J'ai juste eu une erreur de temps d'exécution trop long en le faisant dans un dossier de 27go contenant plus de 1300 fichiers mais cela ne c'est pas reproduit au second et troisième essai


Merci beaucoup


----------



## zeltron54 (25 Mai 2018)

Content pour toi
Si problème n'hésite pas à demander.


----------



## Pimousseu (25 Mai 2018)

J'ai eu de nouveau l'erreur


----------



## zeltron54 (25 Mai 2018)

Surprenant, cette erreur signifie que le système met trop de temps à répondre.

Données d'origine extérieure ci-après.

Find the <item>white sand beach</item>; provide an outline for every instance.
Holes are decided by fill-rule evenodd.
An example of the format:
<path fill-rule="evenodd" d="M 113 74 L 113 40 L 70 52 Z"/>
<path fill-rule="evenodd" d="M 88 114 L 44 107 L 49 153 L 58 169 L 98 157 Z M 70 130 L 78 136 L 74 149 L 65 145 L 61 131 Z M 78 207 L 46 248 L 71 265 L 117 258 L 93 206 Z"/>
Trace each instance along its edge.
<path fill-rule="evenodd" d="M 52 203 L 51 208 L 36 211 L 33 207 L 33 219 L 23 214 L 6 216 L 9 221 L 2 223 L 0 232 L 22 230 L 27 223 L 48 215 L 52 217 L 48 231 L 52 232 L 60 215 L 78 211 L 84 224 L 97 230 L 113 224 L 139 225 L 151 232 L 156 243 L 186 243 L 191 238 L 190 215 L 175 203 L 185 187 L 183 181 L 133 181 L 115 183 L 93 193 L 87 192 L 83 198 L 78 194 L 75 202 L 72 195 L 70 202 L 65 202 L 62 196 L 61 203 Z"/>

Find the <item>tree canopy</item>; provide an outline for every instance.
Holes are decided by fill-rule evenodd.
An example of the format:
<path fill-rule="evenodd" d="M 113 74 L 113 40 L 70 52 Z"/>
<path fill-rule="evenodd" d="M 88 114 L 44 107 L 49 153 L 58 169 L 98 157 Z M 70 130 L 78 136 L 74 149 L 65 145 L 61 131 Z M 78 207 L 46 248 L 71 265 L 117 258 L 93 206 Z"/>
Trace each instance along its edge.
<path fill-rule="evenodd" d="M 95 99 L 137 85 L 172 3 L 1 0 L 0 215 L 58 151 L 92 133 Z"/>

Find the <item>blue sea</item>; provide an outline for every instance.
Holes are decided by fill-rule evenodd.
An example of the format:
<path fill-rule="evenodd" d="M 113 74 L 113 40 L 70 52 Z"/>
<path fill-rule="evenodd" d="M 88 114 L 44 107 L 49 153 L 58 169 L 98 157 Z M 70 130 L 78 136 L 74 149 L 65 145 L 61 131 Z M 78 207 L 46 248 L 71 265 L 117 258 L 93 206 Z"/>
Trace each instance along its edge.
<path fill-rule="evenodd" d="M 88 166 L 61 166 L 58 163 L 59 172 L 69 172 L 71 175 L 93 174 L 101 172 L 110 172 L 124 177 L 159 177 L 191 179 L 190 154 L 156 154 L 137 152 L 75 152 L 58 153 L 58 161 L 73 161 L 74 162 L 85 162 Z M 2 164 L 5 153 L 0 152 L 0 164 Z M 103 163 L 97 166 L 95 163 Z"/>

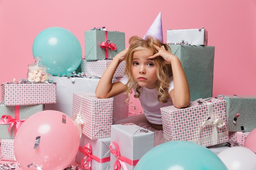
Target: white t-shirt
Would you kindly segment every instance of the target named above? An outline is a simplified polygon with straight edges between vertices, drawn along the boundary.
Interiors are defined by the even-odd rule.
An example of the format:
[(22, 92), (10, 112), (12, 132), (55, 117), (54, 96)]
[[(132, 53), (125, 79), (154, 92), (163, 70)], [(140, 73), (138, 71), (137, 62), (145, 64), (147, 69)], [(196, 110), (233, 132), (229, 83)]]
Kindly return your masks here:
[[(124, 84), (126, 84), (128, 82), (128, 76), (125, 75), (119, 81)], [(172, 81), (168, 90), (169, 94), (174, 88), (173, 81)], [(144, 110), (145, 116), (148, 121), (153, 124), (162, 124), (160, 108), (173, 105), (171, 98), (168, 99), (166, 103), (163, 103), (157, 100), (158, 94), (156, 88), (150, 89), (146, 87), (141, 87), (139, 91), (141, 94), (139, 99)]]

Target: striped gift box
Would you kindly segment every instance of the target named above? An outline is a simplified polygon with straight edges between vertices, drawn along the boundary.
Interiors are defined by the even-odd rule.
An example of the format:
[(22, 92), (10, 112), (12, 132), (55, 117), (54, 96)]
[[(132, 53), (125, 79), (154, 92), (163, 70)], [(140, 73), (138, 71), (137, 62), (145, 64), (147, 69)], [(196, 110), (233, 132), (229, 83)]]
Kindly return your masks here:
[[(154, 147), (154, 132), (135, 125), (112, 125), (111, 144), (114, 141), (119, 148), (120, 156), (137, 161)], [(115, 147), (112, 146), (113, 149), (116, 150)], [(116, 161), (118, 163), (117, 157), (110, 154), (111, 170), (114, 169), (114, 165)], [(132, 166), (126, 162), (125, 163), (129, 170), (135, 168), (135, 165)], [(124, 169), (121, 166), (120, 170)]]
[(237, 142), (238, 144), (243, 146), (245, 139), (250, 132), (229, 132), (229, 141)]
[[(97, 76), (101, 77), (112, 60), (101, 60), (95, 61), (86, 61), (83, 60), (81, 62), (82, 72), (87, 76)], [(125, 69), (125, 61), (121, 62), (117, 68), (113, 78), (124, 77)]]
[[(74, 92), (95, 92), (100, 80), (75, 77), (74, 82), (72, 78), (64, 77), (49, 76), (57, 84), (57, 103), (45, 105), (45, 110), (53, 110), (61, 112), (72, 117), (73, 93)], [(118, 79), (113, 79), (112, 82)], [(114, 115), (113, 121), (115, 122), (128, 117), (128, 106), (124, 103), (126, 97), (124, 94), (121, 94), (113, 97)]]
[(167, 31), (167, 43), (179, 43), (182, 41), (195, 45), (207, 45), (208, 32), (199, 29), (170, 29)]
[(0, 139), (0, 160), (16, 161), (14, 156), (14, 139)]
[[(92, 154), (98, 158), (106, 158), (110, 156), (110, 152), (109, 148), (110, 144), (110, 137), (92, 140), (82, 134), (80, 139), (80, 146), (81, 147), (83, 147), (86, 144), (90, 144), (91, 145)], [(85, 157), (85, 154), (79, 150), (76, 156), (76, 161), (81, 164)], [(89, 157), (87, 157), (85, 160), (87, 160)], [(83, 164), (84, 162), (82, 163)], [(88, 161), (86, 163), (87, 166), (89, 166), (90, 162)], [(91, 164), (92, 170), (109, 170), (110, 168), (110, 161), (100, 163), (92, 159)]]

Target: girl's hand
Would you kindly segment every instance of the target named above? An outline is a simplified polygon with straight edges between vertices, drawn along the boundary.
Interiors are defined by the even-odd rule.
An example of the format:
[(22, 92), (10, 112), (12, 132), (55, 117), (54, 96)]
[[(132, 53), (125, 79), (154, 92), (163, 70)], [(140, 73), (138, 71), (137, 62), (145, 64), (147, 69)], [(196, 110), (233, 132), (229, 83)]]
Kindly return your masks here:
[(150, 58), (152, 59), (159, 56), (162, 57), (165, 60), (165, 63), (166, 64), (171, 64), (172, 61), (177, 60), (177, 59), (178, 60), (177, 57), (169, 51), (166, 51), (164, 46), (162, 46), (161, 48), (155, 44), (154, 44), (154, 46), (155, 49), (158, 51), (158, 53), (152, 56), (150, 56)]

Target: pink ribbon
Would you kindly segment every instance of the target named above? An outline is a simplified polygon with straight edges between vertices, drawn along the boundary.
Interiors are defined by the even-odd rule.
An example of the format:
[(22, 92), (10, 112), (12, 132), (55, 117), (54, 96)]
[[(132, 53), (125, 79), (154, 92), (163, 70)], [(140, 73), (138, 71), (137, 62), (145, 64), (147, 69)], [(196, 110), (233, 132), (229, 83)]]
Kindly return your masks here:
[[(113, 147), (112, 147), (112, 145), (114, 145), (117, 150), (113, 149)], [(114, 169), (115, 170), (119, 170), (121, 165), (124, 170), (128, 170), (128, 168), (126, 165), (125, 163), (132, 166), (135, 166), (139, 161), (139, 160), (135, 160), (132, 161), (125, 157), (120, 156), (119, 148), (118, 147), (117, 144), (115, 141), (114, 141), (112, 144), (110, 144), (110, 146), (109, 146), (109, 148), (110, 150), (110, 153), (117, 157), (117, 159), (115, 162), (114, 164)], [(116, 167), (117, 167), (116, 168)]]
[[(83, 167), (83, 163), (85, 162), (85, 159), (86, 159), (87, 157), (88, 157), (88, 159), (87, 159), (85, 161), (84, 163), (83, 163), (83, 167), (85, 169), (88, 170), (90, 170), (91, 169), (91, 161), (92, 159), (95, 160), (99, 163), (104, 163), (110, 161), (110, 157), (104, 158), (99, 158), (92, 154), (92, 146), (91, 146), (91, 144), (89, 143), (85, 144), (84, 146), (83, 146), (83, 148), (79, 146), (79, 150), (85, 155), (85, 157), (82, 160), (82, 162), (81, 162), (81, 167)], [(89, 166), (87, 166), (87, 162), (88, 161), (89, 161)]]
[(0, 124), (10, 124), (8, 128), (9, 135), (11, 135), (11, 129), (14, 126), (14, 135), (16, 135), (17, 131), (20, 127), (25, 120), (19, 120), (20, 119), (20, 106), (15, 106), (15, 118), (13, 119), (11, 116), (9, 115), (3, 115), (2, 116), (2, 120), (0, 120)]
[(106, 42), (101, 42), (100, 46), (102, 49), (105, 49), (105, 58), (108, 58), (108, 48), (111, 50), (111, 58), (112, 58), (112, 51), (116, 50), (117, 46), (114, 43), (111, 43), (108, 37), (108, 31), (105, 31)]

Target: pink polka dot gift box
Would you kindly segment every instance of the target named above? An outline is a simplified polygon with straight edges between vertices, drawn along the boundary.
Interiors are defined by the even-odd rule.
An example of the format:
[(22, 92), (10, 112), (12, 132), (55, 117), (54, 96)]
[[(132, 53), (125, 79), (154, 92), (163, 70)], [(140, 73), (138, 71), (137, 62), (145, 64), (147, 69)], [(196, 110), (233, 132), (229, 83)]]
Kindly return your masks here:
[(113, 97), (99, 99), (95, 93), (74, 93), (73, 117), (81, 132), (91, 139), (110, 137), (113, 123)]
[(56, 83), (5, 83), (1, 86), (2, 102), (5, 106), (56, 103)]
[(161, 108), (166, 141), (187, 141), (209, 146), (229, 139), (226, 103), (213, 98), (200, 99), (184, 108)]

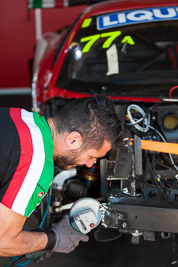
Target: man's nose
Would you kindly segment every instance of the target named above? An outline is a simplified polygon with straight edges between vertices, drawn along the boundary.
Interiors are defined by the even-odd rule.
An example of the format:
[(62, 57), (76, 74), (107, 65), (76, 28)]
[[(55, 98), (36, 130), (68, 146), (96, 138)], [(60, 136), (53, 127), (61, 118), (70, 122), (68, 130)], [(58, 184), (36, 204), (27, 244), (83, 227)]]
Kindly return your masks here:
[(85, 166), (90, 168), (95, 163), (96, 159), (90, 159), (87, 163), (85, 163)]

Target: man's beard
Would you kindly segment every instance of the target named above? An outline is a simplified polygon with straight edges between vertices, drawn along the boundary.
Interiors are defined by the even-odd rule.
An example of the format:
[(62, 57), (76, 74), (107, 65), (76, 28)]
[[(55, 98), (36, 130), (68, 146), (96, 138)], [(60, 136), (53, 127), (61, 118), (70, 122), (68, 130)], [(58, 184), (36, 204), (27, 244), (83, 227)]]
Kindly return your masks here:
[(69, 166), (77, 165), (78, 156), (81, 150), (69, 150), (66, 153), (54, 157), (54, 163), (63, 170), (67, 170)]

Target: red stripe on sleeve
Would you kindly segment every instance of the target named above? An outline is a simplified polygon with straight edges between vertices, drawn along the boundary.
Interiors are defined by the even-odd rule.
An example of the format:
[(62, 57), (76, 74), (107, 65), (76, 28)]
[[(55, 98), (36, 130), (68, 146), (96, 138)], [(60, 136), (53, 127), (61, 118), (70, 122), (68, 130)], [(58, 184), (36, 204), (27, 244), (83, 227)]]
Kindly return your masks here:
[(20, 108), (11, 108), (10, 116), (17, 128), (19, 139), (20, 139), (20, 149), (21, 155), (19, 159), (19, 164), (14, 173), (14, 176), (9, 184), (8, 189), (1, 201), (3, 205), (8, 208), (12, 207), (12, 204), (19, 192), (19, 189), (26, 177), (28, 169), (31, 164), (32, 154), (33, 154), (33, 146), (31, 134), (28, 126), (21, 118), (21, 109)]

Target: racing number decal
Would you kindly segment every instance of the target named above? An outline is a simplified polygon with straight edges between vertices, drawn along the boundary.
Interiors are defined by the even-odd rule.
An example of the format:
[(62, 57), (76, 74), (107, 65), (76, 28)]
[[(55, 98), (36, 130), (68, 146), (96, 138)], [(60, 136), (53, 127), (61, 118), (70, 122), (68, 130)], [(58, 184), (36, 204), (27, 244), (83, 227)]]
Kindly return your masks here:
[(84, 46), (82, 52), (86, 53), (90, 50), (91, 46), (100, 38), (100, 34), (91, 35), (88, 37), (84, 37), (80, 40), (80, 42), (84, 43), (87, 42), (87, 44)]
[[(102, 48), (109, 48), (112, 44), (112, 42), (119, 36), (121, 35), (121, 31), (114, 31), (114, 32), (106, 32), (106, 33), (101, 33), (101, 34), (95, 34), (91, 36), (87, 36), (84, 38), (81, 38), (80, 42), (84, 43), (87, 42), (86, 45), (84, 46), (82, 52), (87, 53), (89, 52), (90, 48), (92, 45), (99, 40), (100, 38), (107, 38), (104, 44), (102, 45)], [(131, 36), (125, 36), (123, 40), (121, 41), (122, 43), (128, 43), (130, 45), (134, 45), (134, 41)]]

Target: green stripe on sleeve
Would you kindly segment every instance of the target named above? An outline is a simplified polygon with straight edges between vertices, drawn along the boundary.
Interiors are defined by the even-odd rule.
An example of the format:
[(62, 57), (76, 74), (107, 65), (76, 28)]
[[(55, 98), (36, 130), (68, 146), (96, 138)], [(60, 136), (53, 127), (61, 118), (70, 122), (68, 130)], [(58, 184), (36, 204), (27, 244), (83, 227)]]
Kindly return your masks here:
[(45, 162), (44, 162), (43, 171), (38, 180), (35, 191), (33, 192), (28, 202), (28, 205), (26, 207), (26, 210), (25, 210), (26, 217), (29, 217), (29, 215), (36, 208), (36, 206), (40, 204), (42, 198), (45, 196), (45, 194), (47, 193), (49, 189), (49, 186), (53, 180), (53, 175), (54, 175), (54, 162), (53, 162), (54, 144), (53, 144), (50, 128), (45, 118), (42, 116), (39, 116), (38, 113), (34, 112), (33, 118), (34, 118), (35, 124), (39, 127), (41, 134), (42, 134), (44, 151), (45, 151)]

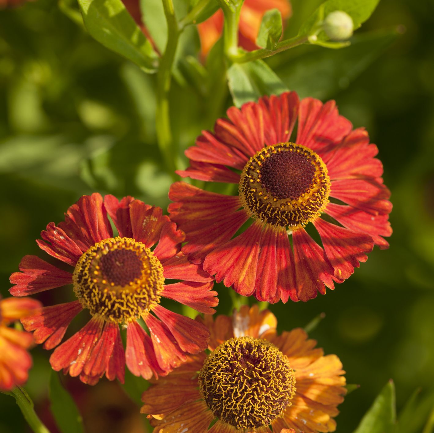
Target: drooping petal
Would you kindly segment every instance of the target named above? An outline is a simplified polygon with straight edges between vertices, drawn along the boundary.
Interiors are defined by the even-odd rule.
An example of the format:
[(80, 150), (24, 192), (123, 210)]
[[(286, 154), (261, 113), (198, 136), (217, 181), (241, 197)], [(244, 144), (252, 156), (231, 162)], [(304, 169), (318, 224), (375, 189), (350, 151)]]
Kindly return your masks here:
[(136, 376), (149, 380), (165, 374), (158, 365), (151, 337), (137, 322), (128, 324), (125, 362), (128, 369)]
[(36, 242), (41, 250), (72, 266), (75, 266), (86, 250), (81, 249), (62, 229), (56, 227), (54, 223), (49, 223), (47, 230), (41, 232), (41, 237), (43, 240), (38, 239)]
[(264, 144), (272, 146), (289, 141), (297, 120), (299, 103), (295, 92), (286, 92), (279, 96), (264, 96), (259, 100), (258, 103), (262, 107), (266, 122)]
[(154, 253), (161, 262), (173, 257), (181, 250), (181, 243), (185, 239), (185, 233), (176, 228), (174, 223), (166, 223), (161, 229), (160, 241)]
[(82, 196), (70, 207), (65, 222), (59, 226), (73, 239), (84, 253), (97, 242), (112, 237), (102, 197), (99, 193)]
[(44, 349), (49, 350), (62, 341), (71, 320), (82, 308), (79, 300), (43, 307), (22, 319), (21, 323), (26, 331), (35, 331), (36, 343), (40, 344), (45, 341)]
[(92, 317), (83, 328), (56, 347), (50, 356), (53, 369), (66, 369), (72, 377), (80, 375), (101, 335), (103, 320)]
[(331, 224), (320, 218), (313, 222), (330, 264), (338, 278), (346, 280), (360, 266), (359, 262), (368, 260), (367, 253), (374, 248), (369, 236)]
[(381, 161), (374, 157), (378, 150), (369, 144), (369, 137), (364, 128), (352, 131), (331, 155), (327, 164), (330, 178), (351, 179), (360, 177), (379, 177), (383, 174)]
[(262, 232), (256, 283), (254, 289), (255, 296), (259, 301), (274, 301), (276, 302), (280, 298), (279, 293), (277, 293), (276, 296), (277, 291), (276, 232), (274, 227), (266, 224)]
[(323, 104), (317, 99), (305, 98), (300, 103), (296, 142), (312, 149), (322, 158), (352, 128), (351, 122), (339, 115), (334, 101)]
[(338, 179), (332, 182), (330, 197), (374, 215), (392, 210), (390, 191), (378, 179)]
[[(115, 346), (120, 344), (120, 350), (115, 350)], [(116, 356), (117, 359), (112, 361)], [(109, 366), (114, 367), (109, 374)], [(113, 380), (116, 376), (121, 383), (124, 383), (125, 376), (125, 356), (121, 340), (119, 325), (107, 322), (105, 323), (101, 336), (94, 347), (85, 364), (83, 371), (85, 374), (93, 377), (102, 377), (104, 373), (108, 379)], [(94, 381), (92, 381), (92, 383)]]
[(201, 323), (159, 305), (156, 305), (153, 311), (167, 326), (184, 352), (197, 353), (208, 347), (210, 333)]
[(104, 206), (121, 237), (133, 237), (130, 219), (130, 203), (134, 200), (134, 197), (131, 196), (124, 197), (120, 201), (110, 194), (104, 197)]
[(170, 371), (185, 361), (185, 353), (165, 325), (151, 314), (146, 316), (145, 322), (151, 333), (155, 357), (162, 370)]
[(170, 221), (168, 216), (163, 215), (161, 207), (150, 206), (140, 200), (130, 204), (130, 215), (133, 237), (148, 248), (158, 242), (163, 226)]
[(372, 215), (351, 206), (334, 203), (327, 205), (326, 213), (347, 229), (368, 234), (381, 250), (388, 248), (388, 243), (381, 237), (392, 234), (388, 215)]
[(16, 285), (9, 290), (14, 296), (33, 295), (70, 284), (72, 274), (62, 270), (36, 256), (24, 256), (20, 263), (20, 272), (14, 272), (10, 281)]
[(199, 313), (214, 314), (215, 310), (212, 307), (218, 305), (217, 292), (211, 290), (213, 283), (181, 281), (173, 284), (166, 284), (161, 295), (187, 305)]
[(317, 293), (326, 293), (326, 286), (334, 289), (332, 279), (333, 269), (329, 262), (324, 250), (303, 228), (293, 233), (294, 257), (296, 269), (297, 296), (306, 302), (316, 297)]
[(217, 283), (223, 280), (227, 287), (233, 285), (237, 293), (252, 294), (262, 232), (263, 224), (255, 222), (241, 234), (210, 253), (204, 262), (204, 269), (215, 275)]
[(200, 162), (194, 160), (190, 160), (189, 167), (185, 170), (177, 170), (176, 174), (181, 177), (191, 177), (206, 182), (238, 183), (240, 181), (240, 175), (224, 165)]

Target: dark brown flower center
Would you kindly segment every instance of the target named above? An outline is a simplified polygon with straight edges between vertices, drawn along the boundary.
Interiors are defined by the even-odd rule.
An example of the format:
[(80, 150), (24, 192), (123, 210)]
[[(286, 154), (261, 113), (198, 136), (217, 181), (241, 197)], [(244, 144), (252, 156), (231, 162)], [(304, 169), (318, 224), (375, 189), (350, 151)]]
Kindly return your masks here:
[(250, 158), (239, 190), (252, 217), (295, 230), (319, 216), (329, 203), (330, 184), (326, 165), (315, 152), (280, 143)]
[(198, 380), (214, 415), (237, 429), (269, 425), (295, 393), (286, 357), (267, 340), (250, 336), (217, 347), (205, 360)]

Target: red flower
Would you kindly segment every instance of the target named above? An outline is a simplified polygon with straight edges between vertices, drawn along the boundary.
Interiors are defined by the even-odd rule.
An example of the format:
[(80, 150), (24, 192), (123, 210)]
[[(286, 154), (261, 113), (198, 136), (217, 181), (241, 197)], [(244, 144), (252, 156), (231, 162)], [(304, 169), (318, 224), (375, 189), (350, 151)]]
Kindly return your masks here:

faudrait voir ce qui bloque, et à quel moment.
Tu peux essayer en coupant ton gros dossier en plusieurs morceaux.
J'ai essayer chez moi sur un dossier d' environ 500 fichiers, sans aucun problèmes. Alors ???

Est-ce que cette erreur se produit au début, (avant d'avoir déplacer le moindre fichiers) ou en cours de déplacement, et après combien ?
Si c'est au début, le script charge dans une variable la totalité des fichiers contenu dans le dossier. Il faut un certain temps.


----------



## zeltron54 (25 Mai 2018)

Tu peux aussi essayer d'ajouter un commande pour changer le temps d'attente d'un "appleevent"
Pour cela tu ajoutes juste après la ligne   "on inspecter(source, cible)"    la ligne:
with timeout of 0 seconds
et juste avant la ligne   "end inspecter"   la ligne:
end timeout

La valeur originale du timeout est de 120 secondes, tu peux l'augmenter à 1200 par exemple (soit 20 minutes), ou la mettre à 0 ce qui est équivalent à infini.
en espérant qu'il n'y est pas une erreur dans tes fichiers et qu'elle tourne sans fin.


----------



## Pimousseu (25 Mai 2018)

En fait cela se produit quand je l'exécute sur les répertoires du NAS (donc distant)
J'ai mis un timeout a 600 secondes et si cela se produit encore, je procéderais autrement


----------



## zeltron54 (25 Mai 2018)

Effectivement sur un NAS, c'est différent le script ne doit pas gérer le chemin du réseau ! et je ne peut pas essayer, je ne possède pas de NAS.
Désolé.


----------



## Pimousseu (25 Mai 2018)

En mettant le timeout a 600 cela fonctionne sans soucis

C'est parfait


----------



## zeltron54 (25 Mai 2018)

Super, moi je ne pouvais pas tester.
J'ai mis assez de commentaires dans le script cela pourra te permettre de l'adapter à tes besoins.


----------



## Aduco (21 Avril 2020)

Bonjour Zeltron,
Je tenais juste à vous signaler que votre scripte m'a rendu de grands services !
Merci à vous !


----------